"sir,
* * * * *
"Present, Sir, if you please, my compliments to your friend Mr. Fuseli, and tell him, that I shall be obliged to him if, when he has finished the revisal of the 8th book, he will be so good as to send it to General Cowper's, in Charles Street, together with his strictures. Assure him, likewise, that I will endeavour, by the closest attention to all the peculiarities of my original, to save him as much trouble as I can hereafter. I now perfectly understand what it is that he requires in a translation of Homer; and being convinced of the justness of his demands, will attempt at least to conform to them. Some escapes will happen in so long a work, which he will know how to account for and to pardon.
"I have been employed a considerable time in the correction of the first seven books, and have not yet begun the ninth; but I shall in a day or two, and will send it as soon as finished.
"I am, Sir,
"Your most humble servant,
"William Cowper."
"Mr. Joseph Johnson."
Fuseli grew tired of the labour which he had imposed upon himself, before the Iliad was finished; but yet he went through the task of correcting the translation of that poem until its conclusion. The following extract of a letter to Mr. Roscoe, dated 25th November, 1789, shows his feelings upon the subject:—
"You are not surely serious when you desire to have your remarks on Cowper's Iliad burnt; whatever they contain upon the specific turn of language is just; many observations are acute, most elegant: though, perhaps, I cannot agree to all; for instance, the word rendered murky is not that which, in other passages, expresses the negative transparency of water: it means, I believe, in the text, a misty appearance: this depended on a knowledge of the Greek.
"I heartily wish with you, that Cowper had trusted to his own legs, instead of a pair of stilts, to lift him to fame."
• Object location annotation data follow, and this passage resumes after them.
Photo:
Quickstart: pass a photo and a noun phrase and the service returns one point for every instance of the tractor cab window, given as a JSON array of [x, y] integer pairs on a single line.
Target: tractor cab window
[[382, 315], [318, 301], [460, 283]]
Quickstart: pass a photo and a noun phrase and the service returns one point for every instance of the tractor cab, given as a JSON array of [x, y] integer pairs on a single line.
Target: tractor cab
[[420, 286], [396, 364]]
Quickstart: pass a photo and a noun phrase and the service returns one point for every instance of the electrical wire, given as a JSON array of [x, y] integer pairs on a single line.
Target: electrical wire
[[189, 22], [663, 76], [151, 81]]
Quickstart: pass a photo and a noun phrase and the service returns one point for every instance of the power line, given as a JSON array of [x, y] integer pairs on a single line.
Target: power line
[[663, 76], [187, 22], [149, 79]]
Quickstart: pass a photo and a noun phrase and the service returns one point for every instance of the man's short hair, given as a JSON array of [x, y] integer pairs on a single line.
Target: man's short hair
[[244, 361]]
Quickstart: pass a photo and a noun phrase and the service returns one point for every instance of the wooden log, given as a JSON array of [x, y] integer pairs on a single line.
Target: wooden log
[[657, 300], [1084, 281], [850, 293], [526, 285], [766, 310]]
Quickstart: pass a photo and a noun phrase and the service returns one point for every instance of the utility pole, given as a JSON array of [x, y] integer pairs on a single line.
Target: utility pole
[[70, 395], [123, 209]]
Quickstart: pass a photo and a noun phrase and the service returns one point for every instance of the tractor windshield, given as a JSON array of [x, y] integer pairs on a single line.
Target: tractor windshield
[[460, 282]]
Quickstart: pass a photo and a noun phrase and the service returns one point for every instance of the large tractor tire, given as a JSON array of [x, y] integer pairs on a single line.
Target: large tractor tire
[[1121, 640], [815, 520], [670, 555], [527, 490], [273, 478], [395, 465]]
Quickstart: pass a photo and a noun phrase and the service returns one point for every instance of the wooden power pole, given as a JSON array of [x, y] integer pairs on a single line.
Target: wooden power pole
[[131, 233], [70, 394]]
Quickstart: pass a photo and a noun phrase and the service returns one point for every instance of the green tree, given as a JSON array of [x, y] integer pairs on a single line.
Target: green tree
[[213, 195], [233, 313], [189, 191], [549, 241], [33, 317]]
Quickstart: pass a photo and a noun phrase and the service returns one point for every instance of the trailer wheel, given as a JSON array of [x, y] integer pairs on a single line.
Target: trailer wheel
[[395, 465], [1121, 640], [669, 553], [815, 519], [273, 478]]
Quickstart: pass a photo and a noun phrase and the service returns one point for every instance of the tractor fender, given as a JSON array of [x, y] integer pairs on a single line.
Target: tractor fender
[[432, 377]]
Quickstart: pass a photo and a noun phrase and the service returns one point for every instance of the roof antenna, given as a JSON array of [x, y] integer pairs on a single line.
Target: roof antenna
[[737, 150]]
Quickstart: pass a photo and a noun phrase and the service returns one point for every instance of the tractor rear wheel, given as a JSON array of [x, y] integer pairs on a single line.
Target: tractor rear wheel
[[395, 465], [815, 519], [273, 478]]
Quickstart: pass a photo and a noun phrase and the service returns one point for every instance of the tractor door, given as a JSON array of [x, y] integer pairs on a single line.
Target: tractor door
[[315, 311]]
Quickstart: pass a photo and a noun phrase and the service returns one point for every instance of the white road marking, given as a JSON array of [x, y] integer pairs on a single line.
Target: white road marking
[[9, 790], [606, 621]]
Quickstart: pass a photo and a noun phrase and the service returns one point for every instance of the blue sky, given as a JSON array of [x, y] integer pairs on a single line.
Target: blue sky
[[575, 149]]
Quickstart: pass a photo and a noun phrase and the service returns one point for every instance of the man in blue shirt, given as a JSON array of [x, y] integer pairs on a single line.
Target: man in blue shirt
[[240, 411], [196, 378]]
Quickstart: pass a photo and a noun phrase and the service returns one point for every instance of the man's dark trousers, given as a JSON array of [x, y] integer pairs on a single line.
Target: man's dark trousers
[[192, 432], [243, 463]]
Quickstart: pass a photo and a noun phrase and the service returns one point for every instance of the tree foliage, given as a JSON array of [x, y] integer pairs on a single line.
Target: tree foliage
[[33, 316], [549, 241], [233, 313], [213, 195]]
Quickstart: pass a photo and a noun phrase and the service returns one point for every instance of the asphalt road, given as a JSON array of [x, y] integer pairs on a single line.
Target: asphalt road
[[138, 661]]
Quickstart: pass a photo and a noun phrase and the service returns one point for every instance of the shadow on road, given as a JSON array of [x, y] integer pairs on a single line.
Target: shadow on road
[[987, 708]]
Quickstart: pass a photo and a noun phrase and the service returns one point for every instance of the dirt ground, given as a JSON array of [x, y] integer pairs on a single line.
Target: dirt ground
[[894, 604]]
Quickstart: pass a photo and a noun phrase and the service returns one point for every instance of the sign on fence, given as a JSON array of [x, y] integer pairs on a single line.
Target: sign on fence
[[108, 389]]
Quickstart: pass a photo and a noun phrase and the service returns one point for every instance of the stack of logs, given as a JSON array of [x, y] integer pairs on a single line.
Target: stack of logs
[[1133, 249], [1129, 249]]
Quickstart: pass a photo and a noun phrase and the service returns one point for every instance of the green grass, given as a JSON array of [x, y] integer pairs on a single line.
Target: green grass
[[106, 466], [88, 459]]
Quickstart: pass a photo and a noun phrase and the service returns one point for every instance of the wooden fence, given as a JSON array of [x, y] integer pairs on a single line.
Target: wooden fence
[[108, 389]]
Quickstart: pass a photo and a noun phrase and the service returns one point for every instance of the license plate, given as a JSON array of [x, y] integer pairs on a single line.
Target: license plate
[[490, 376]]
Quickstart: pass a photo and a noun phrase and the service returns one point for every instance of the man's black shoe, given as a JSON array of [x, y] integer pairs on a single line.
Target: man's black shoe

When Cowper began the Odyssey, Fuseli pleaded, and, as will be shown, justly pleaded, that his numerous avocations would not allow him time to correct the translation; this the poet states, and regrets the circumstance in his preface. He however saw parts of the poem as it was passing through the press, and made some observations thereon: these are given in notes, to which the initial letter F. is affixed.